As noob said "golden standard" is more or less playing enough games to determine that one is better than another.
But probably it's not practical, especially if you plan to do somewhat long analysis. So it's more or less coming from experiense and existing data on sf scalability with cores.
Philofive
Posts: 3
Joined: Sun Sep 22, 2024 9:02 pm
Full name: Philipp Enoeckl

Re: Stockfish benchmark test

Post by Philofive »

Thx for all the answers, i understand it much more clearly now.
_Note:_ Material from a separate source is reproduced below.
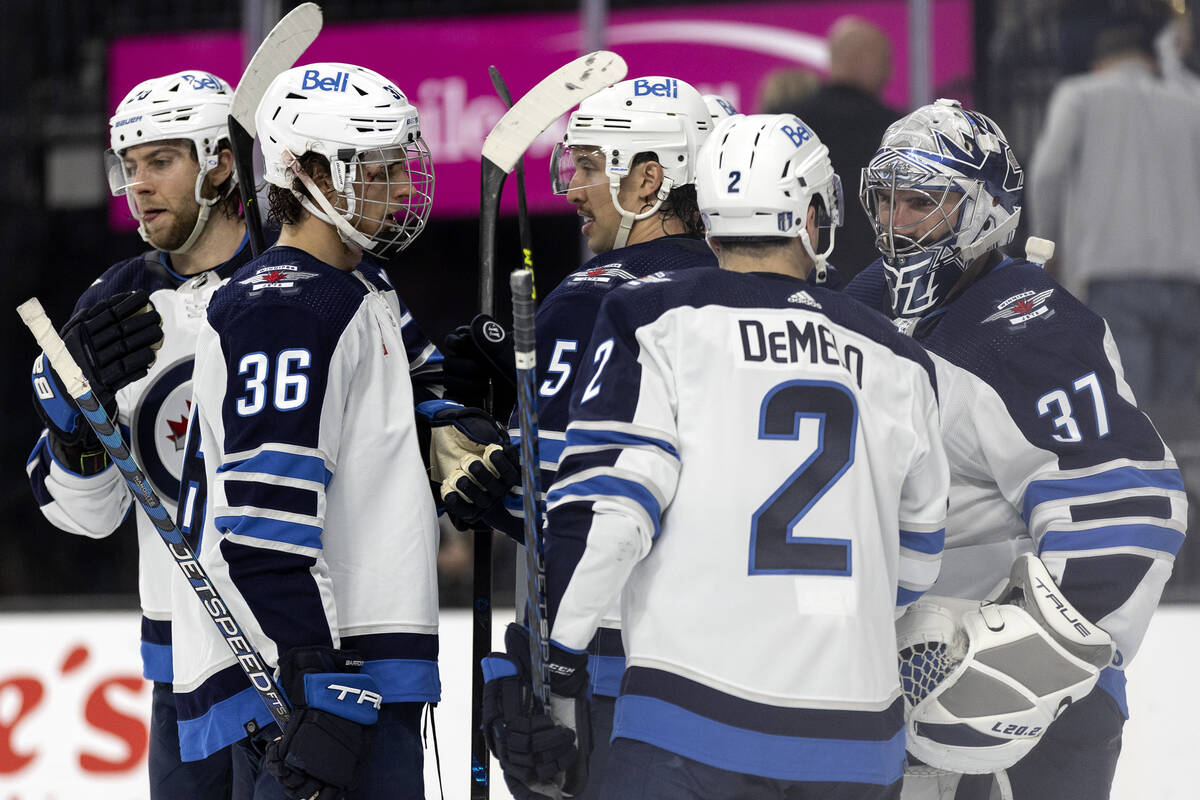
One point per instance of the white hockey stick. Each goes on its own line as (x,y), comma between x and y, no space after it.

Basically Mn/s is a bad metric, because of the parallelization "overhead", but what is the theoretical worst outcome of that? Pretty bad, i guess.
I am asking, because there are companies (i won't say any names), which sell Mn/s and i am pretty sure, those Mn/s won't come from 2 or 3 CPUs. Basically what you are all saying is... You don't know, how good these Mn/s are.

Did somebody do an evaluation of these offers already?
Vinvin
Posts: 5287
Joined: Thu Mar 09, 2006 9:40 am
Full name: Vincent Lejeune

Re: Stockfish benchmark test

Post by Vinvin »

Philofive wrote: Wed Sep 25, 2024 3:27 pm Thx for all the answers, i understand it much more clearly now.

Basically Mn/s is a bad metric, because of the parallelization "overhead", but what is the theoretical worst outcome of that? Pretty bad, i guess.
I am asking, because there are companies (i won't say any names), which sell Mn/s and i am pretty sure, those Mn/s won't come from 2 or 3 CPUs. Basically what you are all saying is... You don't know, how good these Mn/s are.

Did somebody do an evaluation of these offers already?
A lot of numbers in this thread : forum3/viewtopic.php?t=74188
Jouni
Posts: 3621
Joined: Wed Mar 08, 2006 8:15 pm
Full name: Jouni Uski

Re: Stockfish benchmark test

Post by Jouni »

But totally outdated as done before NNUE.
Jouni